4. Side-Effect Safety (Pseudocode)

def execute_step_with_effect_safety(run: dict, state: dict, step: dict):
    if not is_side_effecting(step):
        return binding_executor.execute(step)

    idem_key = build_idempotency_key(run, step, state)
    previous = side_effect_ledger.find_by_idempotency_key(idem_key)
    replay_policy = resolve_replay_policy(step)

    if previous and replay_policy == "use_recorded_result":
        emit_event("side_effect.reused", run, state, step=step, effect_id=previous["effect_id"])
        return load_recorded_result(previous)

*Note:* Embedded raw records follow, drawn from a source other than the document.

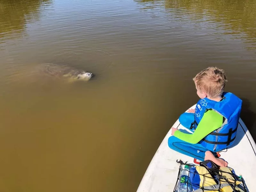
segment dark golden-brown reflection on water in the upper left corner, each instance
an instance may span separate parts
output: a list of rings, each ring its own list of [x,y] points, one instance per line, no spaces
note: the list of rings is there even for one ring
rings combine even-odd
[[[40,10],[52,4],[52,0],[1,0],[0,1],[0,39],[22,36],[26,24],[40,19]]]

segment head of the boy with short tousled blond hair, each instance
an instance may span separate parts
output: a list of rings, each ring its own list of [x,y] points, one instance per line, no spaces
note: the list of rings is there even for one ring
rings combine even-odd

    if previous and replay_policy == "require_human":
        raise RuntimeNeedsHumanApproval(step_id=step["id"], reason="side_effect_replay")

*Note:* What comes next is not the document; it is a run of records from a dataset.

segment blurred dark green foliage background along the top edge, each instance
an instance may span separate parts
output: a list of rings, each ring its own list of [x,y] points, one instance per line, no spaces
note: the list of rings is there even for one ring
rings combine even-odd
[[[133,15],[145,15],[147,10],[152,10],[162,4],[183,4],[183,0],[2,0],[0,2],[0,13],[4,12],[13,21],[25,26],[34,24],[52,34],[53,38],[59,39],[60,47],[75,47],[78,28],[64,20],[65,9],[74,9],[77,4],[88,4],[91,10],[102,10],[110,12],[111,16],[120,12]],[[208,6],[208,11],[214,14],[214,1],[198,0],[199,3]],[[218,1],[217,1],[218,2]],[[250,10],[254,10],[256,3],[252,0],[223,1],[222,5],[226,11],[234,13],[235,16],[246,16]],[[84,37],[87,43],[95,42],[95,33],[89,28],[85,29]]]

    effect_id = side_effect_ledger.record_attempt(
        {
            "run_id": run["run_id"],
            "step_id": step["id"],
            "idempotency_key": idem_key,
            "request_hash": hash_request(step),
            "replay_policy": replay_policy,
        }
    )

    result = binding_executor.execute(step)
    side_effect_ledger.record_result(effect_id, result)
    emit_event("side_effect.recorded", run, state, step=step, effect_id=effect_id)
    return result

5. Migration Order

  1. Introduce RunStoreV2 as canonical run persistence and wrap existing run_store calls as compatibility shims.
  2. Introduce CheckpointManager around existing checkpoint serializer and enforce boundary policy.
  3. Add state-machine enforcement and waiting_for_human status as canonical lifecycle behavior.
  4. Add SideEffectLedger and idempotency policy evaluation in canonical execution path.
  5. Add runtime APIs for resume/replay/fork/approve/deny and route them to canonical core.
  6. Add EventStore canonical events and treat log events as projections.
  7. Perform hard cutover to canonical async core.
  8. Retire legacy execution path, legacy run model, and legacy-only event semantics.

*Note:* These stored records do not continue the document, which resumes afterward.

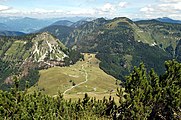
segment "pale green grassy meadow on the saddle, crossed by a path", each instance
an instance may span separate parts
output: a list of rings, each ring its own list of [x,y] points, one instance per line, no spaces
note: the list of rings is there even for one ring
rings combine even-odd
[[[56,95],[58,90],[64,92],[72,87],[72,82],[79,84],[85,81],[85,71],[88,74],[88,82],[76,86],[64,94],[65,98],[82,98],[85,93],[91,97],[102,99],[104,96],[116,96],[117,85],[114,77],[107,75],[99,68],[99,61],[95,54],[85,54],[85,61],[79,61],[70,67],[54,67],[40,71],[38,83],[29,89],[30,92],[44,88],[43,93]],[[82,65],[84,69],[82,69]],[[85,71],[84,71],[85,70]],[[112,91],[112,92],[110,92]]]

6. Adopted Architectural Decisions

  1. Async core is canonical target architecture.
  2. Legacy /v1/skills/{id}/execute/async compatibility exists only during migration window.
  3. use_recorded_result is default replay policy for external_action side effects.
  4. EventStore is canonical truth; observability logs are projections.
  5. Checkpoint serialization remains backward compatible via versioned upgrades.
  6. Legacy components are retired after cutover gates in RFC-0006.

7. Exit Criteria for Design Phase

Design phase is complete when:

  1. RFC-0001 to RFC-0005 are accepted for implementation.
  2. Implementation slicing and cutover gates are agreed.
  3. Legacy retirement matrix (RFC-0006) is accepted.